Today, the country’s large livestock industry is focused almost exclusively on specialization and the economies of high production rates. Most of us have become so far removed from agriculture that it’s hard to imagine the bond that once existed between a farmer and his animals. Farm livestock are being bred and raised, not for their adaptability to a particular locale or culture, or for any working relationship with the farmer, but strictly for their ability to provide food cheaply and quickly. In this country, four out of five dairy cows are the popular Holstein-Friesian breed. Bred specifically for increased milk production, the cows can have udders so large that they practically waddle when they walk. The Holstein breed so dominates dairy farming that it’s no wonder many Americans think that only black and white cows are able to give milk. Just one-hundred years ago, there were over 300 different breeds of cattle in this country and in Europe.
|The population of New Hampshire Red poultry was|
recently added to the watch list of the
American Livestock Breeds Conservancy
Within the poultry industry, chickens are bred for their rates of egg-laying, their ability to survive deplorable conditions, and their capacity to put on pounds rapidly; so much so that many of these birds don’t have the musculoskeletal structure in their legs to support their own body weight. The poultry and eggs sold to Americans come from a small handful of proprietary hybrid strains and the commercial breeding of turkeys is practically limited to one type that, through excessive hybridization, has lost its ability to reproduce naturally.
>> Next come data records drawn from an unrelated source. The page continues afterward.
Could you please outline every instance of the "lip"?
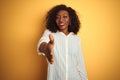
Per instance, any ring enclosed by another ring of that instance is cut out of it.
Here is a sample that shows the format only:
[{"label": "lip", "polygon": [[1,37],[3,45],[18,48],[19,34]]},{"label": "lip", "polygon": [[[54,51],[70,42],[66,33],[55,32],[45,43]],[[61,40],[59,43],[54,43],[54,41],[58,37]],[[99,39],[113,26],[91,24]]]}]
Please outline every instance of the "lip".
[{"label": "lip", "polygon": [[64,23],[59,23],[59,26],[64,26],[65,24]]}]

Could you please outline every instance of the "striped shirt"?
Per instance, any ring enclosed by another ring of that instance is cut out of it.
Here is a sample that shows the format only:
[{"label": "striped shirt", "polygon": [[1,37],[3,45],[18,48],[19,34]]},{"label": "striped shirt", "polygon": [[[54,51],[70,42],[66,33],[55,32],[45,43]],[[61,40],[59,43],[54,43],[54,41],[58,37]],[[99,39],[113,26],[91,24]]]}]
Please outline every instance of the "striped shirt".
[{"label": "striped shirt", "polygon": [[63,32],[52,33],[45,30],[40,38],[37,51],[42,42],[49,42],[49,34],[54,37],[54,63],[48,62],[47,80],[88,80],[81,51],[80,37],[70,32],[65,35]]}]

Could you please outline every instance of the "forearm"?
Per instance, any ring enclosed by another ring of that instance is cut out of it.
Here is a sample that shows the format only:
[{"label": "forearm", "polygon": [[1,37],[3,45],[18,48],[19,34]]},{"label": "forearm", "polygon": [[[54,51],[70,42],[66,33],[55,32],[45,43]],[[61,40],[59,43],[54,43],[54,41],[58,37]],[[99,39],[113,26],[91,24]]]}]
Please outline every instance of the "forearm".
[{"label": "forearm", "polygon": [[41,43],[41,45],[39,47],[39,51],[46,54],[46,51],[47,51],[47,43],[46,42]]}]

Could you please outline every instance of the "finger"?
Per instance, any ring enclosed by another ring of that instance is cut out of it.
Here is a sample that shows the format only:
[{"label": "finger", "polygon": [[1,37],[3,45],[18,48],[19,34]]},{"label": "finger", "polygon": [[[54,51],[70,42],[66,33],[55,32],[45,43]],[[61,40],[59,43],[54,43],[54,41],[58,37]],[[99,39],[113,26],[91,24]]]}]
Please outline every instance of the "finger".
[{"label": "finger", "polygon": [[53,64],[54,63],[54,57],[53,57],[53,53],[50,52],[48,55],[46,55],[48,61]]},{"label": "finger", "polygon": [[54,62],[50,62],[51,64],[53,64]]},{"label": "finger", "polygon": [[54,37],[52,34],[49,34],[50,43],[54,44]]},{"label": "finger", "polygon": [[53,57],[53,53],[52,52],[50,52],[50,58],[51,59],[53,59],[54,57]]},{"label": "finger", "polygon": [[51,64],[53,64],[53,63],[54,63],[54,58],[53,58],[52,56],[49,56],[49,57],[48,57],[48,61],[49,61]]},{"label": "finger", "polygon": [[54,59],[51,59],[51,60],[50,60],[50,63],[53,64],[53,63],[54,63]]},{"label": "finger", "polygon": [[53,53],[50,53],[50,63],[53,64],[54,63],[54,56]]}]

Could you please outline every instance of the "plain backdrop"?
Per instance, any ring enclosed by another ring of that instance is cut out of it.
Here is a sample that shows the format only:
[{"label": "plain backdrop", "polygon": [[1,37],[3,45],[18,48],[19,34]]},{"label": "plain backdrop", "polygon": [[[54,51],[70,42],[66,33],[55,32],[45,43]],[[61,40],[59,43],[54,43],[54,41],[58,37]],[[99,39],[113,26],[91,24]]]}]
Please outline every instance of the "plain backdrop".
[{"label": "plain backdrop", "polygon": [[66,4],[81,20],[78,36],[89,80],[120,80],[120,0],[1,0],[0,80],[46,80],[37,55],[47,11]]}]

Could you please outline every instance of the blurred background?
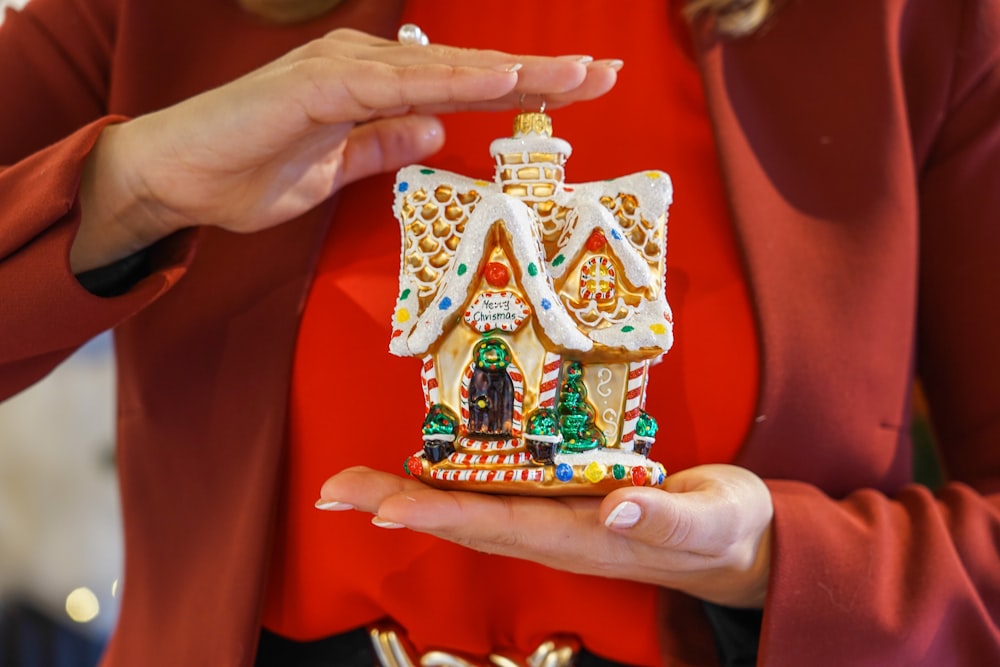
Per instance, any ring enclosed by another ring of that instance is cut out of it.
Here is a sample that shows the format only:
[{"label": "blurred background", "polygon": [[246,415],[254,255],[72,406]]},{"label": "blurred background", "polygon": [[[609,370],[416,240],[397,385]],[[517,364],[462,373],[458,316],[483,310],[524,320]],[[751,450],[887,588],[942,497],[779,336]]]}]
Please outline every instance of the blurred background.
[{"label": "blurred background", "polygon": [[[0,0],[0,23],[27,1]],[[100,658],[122,583],[113,422],[107,334],[0,403],[0,667]]]},{"label": "blurred background", "polygon": [[108,335],[0,403],[0,667],[96,665],[121,535]]}]

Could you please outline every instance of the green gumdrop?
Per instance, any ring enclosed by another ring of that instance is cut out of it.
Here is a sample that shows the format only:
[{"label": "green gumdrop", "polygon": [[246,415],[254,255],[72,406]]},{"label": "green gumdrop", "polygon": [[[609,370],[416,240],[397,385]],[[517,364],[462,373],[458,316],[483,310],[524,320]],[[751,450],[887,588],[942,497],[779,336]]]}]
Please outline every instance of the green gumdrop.
[{"label": "green gumdrop", "polygon": [[635,433],[642,438],[655,438],[660,430],[659,424],[645,410],[639,412],[639,420],[635,424]]},{"label": "green gumdrop", "polygon": [[435,403],[424,417],[424,435],[455,435],[458,433],[458,417],[448,406]]},{"label": "green gumdrop", "polygon": [[528,417],[529,435],[556,435],[559,433],[559,417],[552,408],[539,408]]}]

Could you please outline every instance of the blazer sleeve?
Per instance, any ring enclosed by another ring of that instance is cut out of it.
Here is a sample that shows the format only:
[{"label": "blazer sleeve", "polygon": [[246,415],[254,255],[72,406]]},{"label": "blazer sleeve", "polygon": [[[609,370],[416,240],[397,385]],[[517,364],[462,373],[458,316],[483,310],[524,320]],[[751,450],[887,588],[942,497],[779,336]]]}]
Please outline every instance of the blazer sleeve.
[{"label": "blazer sleeve", "polygon": [[947,109],[916,151],[917,372],[948,482],[841,500],[768,482],[759,664],[1000,665],[1000,11],[964,6]]},{"label": "blazer sleeve", "polygon": [[122,120],[106,99],[117,0],[32,0],[0,27],[0,399],[48,373],[183,273],[192,234],[158,243],[152,273],[101,298],[69,268],[83,163]]}]

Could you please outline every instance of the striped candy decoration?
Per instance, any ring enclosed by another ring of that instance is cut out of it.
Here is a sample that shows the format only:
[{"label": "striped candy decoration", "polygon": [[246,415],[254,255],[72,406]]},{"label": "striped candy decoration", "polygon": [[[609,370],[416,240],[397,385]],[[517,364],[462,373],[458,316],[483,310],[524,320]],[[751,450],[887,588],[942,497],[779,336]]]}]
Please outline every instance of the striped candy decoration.
[{"label": "striped candy decoration", "polygon": [[520,440],[475,440],[473,438],[462,438],[458,441],[460,449],[475,452],[502,452],[504,450],[519,449]]},{"label": "striped candy decoration", "polygon": [[542,362],[542,384],[538,388],[538,407],[556,407],[560,368],[562,368],[562,357],[555,352],[546,352],[545,360]]},{"label": "striped candy decoration", "polygon": [[646,409],[646,389],[649,387],[649,361],[637,362],[643,365],[644,372],[642,374],[642,396],[639,398],[639,407],[643,410]]},{"label": "striped candy decoration", "polygon": [[633,361],[628,365],[628,384],[625,394],[625,424],[622,426],[622,449],[635,449],[635,425],[639,421],[639,411],[642,408],[646,379],[645,361]]},{"label": "striped candy decoration", "polygon": [[461,399],[460,411],[462,413],[462,430],[465,431],[469,424],[469,384],[472,382],[472,373],[476,370],[475,364],[469,364],[462,375],[462,388],[459,391]]},{"label": "striped candy decoration", "polygon": [[420,386],[424,390],[424,404],[429,410],[438,402],[437,367],[434,365],[434,357],[430,354],[424,357],[424,365],[420,369]]},{"label": "striped candy decoration", "polygon": [[455,453],[448,460],[459,466],[522,466],[531,462],[528,452],[513,454],[459,454]]},{"label": "striped candy decoration", "polygon": [[521,437],[521,424],[524,421],[522,411],[524,409],[524,376],[520,369],[513,364],[507,367],[507,375],[514,383],[514,415],[510,423],[510,434],[515,438]]},{"label": "striped candy decoration", "polygon": [[432,468],[431,477],[446,482],[541,482],[545,471],[541,468],[517,470],[440,470]]}]

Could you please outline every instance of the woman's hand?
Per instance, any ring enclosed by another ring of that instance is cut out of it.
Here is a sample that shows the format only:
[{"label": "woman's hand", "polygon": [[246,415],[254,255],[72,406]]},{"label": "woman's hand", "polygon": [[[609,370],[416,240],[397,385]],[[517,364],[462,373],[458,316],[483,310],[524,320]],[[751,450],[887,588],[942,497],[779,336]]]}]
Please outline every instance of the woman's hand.
[{"label": "woman's hand", "polygon": [[440,148],[433,114],[604,94],[620,62],[402,45],[337,30],[229,84],[104,130],[85,165],[80,272],[194,225],[253,232]]},{"label": "woman's hand", "polygon": [[559,570],[763,606],[773,507],[761,479],[736,466],[704,465],[669,476],[666,489],[629,487],[605,498],[493,496],[351,468],[327,480],[317,507],[371,512],[376,525]]}]

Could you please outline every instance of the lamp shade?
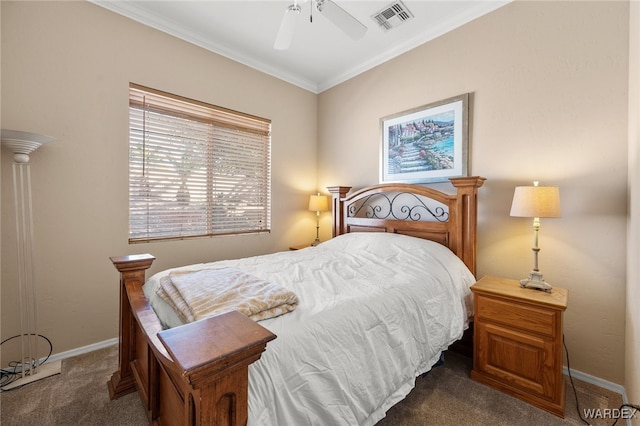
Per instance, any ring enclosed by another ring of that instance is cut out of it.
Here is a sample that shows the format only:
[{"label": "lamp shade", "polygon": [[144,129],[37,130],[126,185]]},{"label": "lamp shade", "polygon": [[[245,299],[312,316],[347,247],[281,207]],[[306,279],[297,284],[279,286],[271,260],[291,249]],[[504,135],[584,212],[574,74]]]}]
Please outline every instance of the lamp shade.
[{"label": "lamp shade", "polygon": [[329,197],[325,195],[312,195],[309,197],[309,210],[312,212],[326,212],[329,210]]},{"label": "lamp shade", "polygon": [[557,186],[517,186],[513,193],[511,216],[560,217],[560,191]]},{"label": "lamp shade", "polygon": [[54,140],[51,136],[9,129],[2,129],[0,138],[2,146],[13,152],[16,163],[28,163],[33,151]]}]

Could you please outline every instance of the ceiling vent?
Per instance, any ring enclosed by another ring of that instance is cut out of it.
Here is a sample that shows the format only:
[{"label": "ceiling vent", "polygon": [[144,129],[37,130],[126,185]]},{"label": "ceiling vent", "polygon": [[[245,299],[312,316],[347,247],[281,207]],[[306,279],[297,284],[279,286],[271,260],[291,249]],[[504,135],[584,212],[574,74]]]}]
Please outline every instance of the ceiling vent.
[{"label": "ceiling vent", "polygon": [[394,1],[371,16],[371,19],[376,21],[385,31],[389,31],[411,18],[413,18],[413,13],[400,0]]}]

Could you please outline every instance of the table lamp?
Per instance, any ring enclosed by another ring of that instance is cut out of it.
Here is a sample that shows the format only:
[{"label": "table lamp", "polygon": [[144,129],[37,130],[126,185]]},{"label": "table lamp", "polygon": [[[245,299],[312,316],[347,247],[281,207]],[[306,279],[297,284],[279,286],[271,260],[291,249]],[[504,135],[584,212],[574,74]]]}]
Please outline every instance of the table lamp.
[{"label": "table lamp", "polygon": [[520,280],[520,286],[535,288],[546,292],[551,291],[551,285],[544,281],[538,269],[538,231],[541,217],[560,217],[560,191],[556,186],[517,186],[511,204],[511,216],[533,218],[533,270],[529,277]]},{"label": "table lamp", "polygon": [[312,195],[309,197],[309,210],[316,212],[316,239],[311,243],[312,246],[320,244],[320,212],[329,210],[329,197],[325,195]]}]

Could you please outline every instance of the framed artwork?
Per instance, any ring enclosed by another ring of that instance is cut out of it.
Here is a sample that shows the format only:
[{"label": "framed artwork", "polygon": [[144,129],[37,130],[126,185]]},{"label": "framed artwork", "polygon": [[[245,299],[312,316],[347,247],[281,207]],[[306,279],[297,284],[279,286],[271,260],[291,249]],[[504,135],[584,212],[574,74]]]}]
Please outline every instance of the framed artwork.
[{"label": "framed artwork", "polygon": [[446,182],[468,176],[469,94],[380,119],[380,182]]}]

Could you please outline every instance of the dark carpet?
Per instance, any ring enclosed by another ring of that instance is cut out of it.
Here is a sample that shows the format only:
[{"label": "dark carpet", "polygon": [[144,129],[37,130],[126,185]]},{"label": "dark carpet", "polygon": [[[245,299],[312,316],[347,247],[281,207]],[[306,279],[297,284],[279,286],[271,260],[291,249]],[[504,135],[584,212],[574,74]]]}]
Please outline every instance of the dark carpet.
[{"label": "dark carpet", "polygon": [[[69,358],[63,360],[60,375],[0,393],[2,426],[146,425],[137,393],[109,399],[106,383],[116,369],[117,357],[117,346],[110,346]],[[419,377],[415,389],[391,408],[378,426],[585,424],[578,416],[568,378],[566,418],[561,419],[472,381],[470,370],[469,358],[446,353],[444,365]],[[581,410],[619,408],[622,403],[617,393],[576,379],[574,383]],[[589,419],[589,423],[599,426],[613,421]]]}]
Just 50 years ago, many thousands of local hatcheries produced a large variety of poultry breeds that were sold to local markets.
|A rare Cotswold ram; photo by Andrea Geesaman|
The limited variety of livestock breeds extends beyond just cattle and poultry to include sheep, goats, pigs and horses. Because of the goal of specialization in livestock breeding, many of the multi-functional, utilitarian breeds of farm animals are at risk. In Europe, half of the breeds of farm livestock that existed in 1900 have become extinct. In North America, over one-third of all livestock and poultry are in decline or on the brink of extinction. The Food and Agriculture Organization of the United Nations estimates that, worldwide, 20 percent of animal breeds are at risk of extinction, with one breed lost each month. Along with the loss of just a single breed of livestock goes what could be valuable genetic traits for coping with disease, climate change, and other emerging issues that could have a future impact on our food supply.
Luckily, people are now beginning to realize the importance of knowing where their food comes from. On the heels of the growing interest in heirloom vegetables, the public has become aware of the plight of many of the now endangered breeds of livestock. However, saving many of these breeds will take more than building a modern-day ark. Right here in the Monadnock region of Southern New Hampshire, there are a number of small farms focused on reversing the decline of a variety of breeds of cattle, sheep, goats, swine, horses, and poultry. The farmers who have undertaken this endeavor are well aware that for their success to be ensured, heritage breed animals must serve a function that extends beyond a mere public curiosity. They must, once again, share a place in our agricultural economy.